もし、自分のデバイスがこれほどの性能を持っていなかったら、自分の魔力がもっと少なかったら、そう考えて拓斗は少し俯く。
「ホント、厄介だな……」
拓斗はそう言うと和也達に合流するため、帰路についた。
「実に興味深いな……」
とある一室で男は呟く。彼が見つめる先にはモニターがあり、そこには何人かの情報が映し出されていた。
「どうかされたのですか、ドクター?」
傍らにつき従う女性が男のことを呼ぶ。ドクターと呼ばれたその男は興味深そうな表情で目の前に映し出されている情報を女性に見せた。
「これは昨日の襲撃に参加していた者たちですね?」
「そうだ、特に彼……薙原和也君だ」
ドクターはそう言って和也の詳しい情報を映し出す。
「執務官でありながら技術者でもある彼が何故アレに参加したのか、その理由だよ」
「確かに変装魔法で姿を偽っていたとはいえ、あれほど堂々と参加してくるとは……」
なぜ彼らが変装魔法を使った和也のことに気がついたか? その理由は単純なものであった。

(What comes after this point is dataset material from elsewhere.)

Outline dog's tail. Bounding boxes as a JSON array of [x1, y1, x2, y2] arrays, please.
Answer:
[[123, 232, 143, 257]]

「まあ、彼のことがなければ私たちも気付けなかったとは思うがね」
どう言ってドクターが映し出すのは拓斗の情報である。和也に比べると映し出されている情報はかなり少ない。
そう拓斗が変装魔法を使う前にドゥーエと接触してしまったことで、そこから和也の足取りもつかまれてしまったのだ。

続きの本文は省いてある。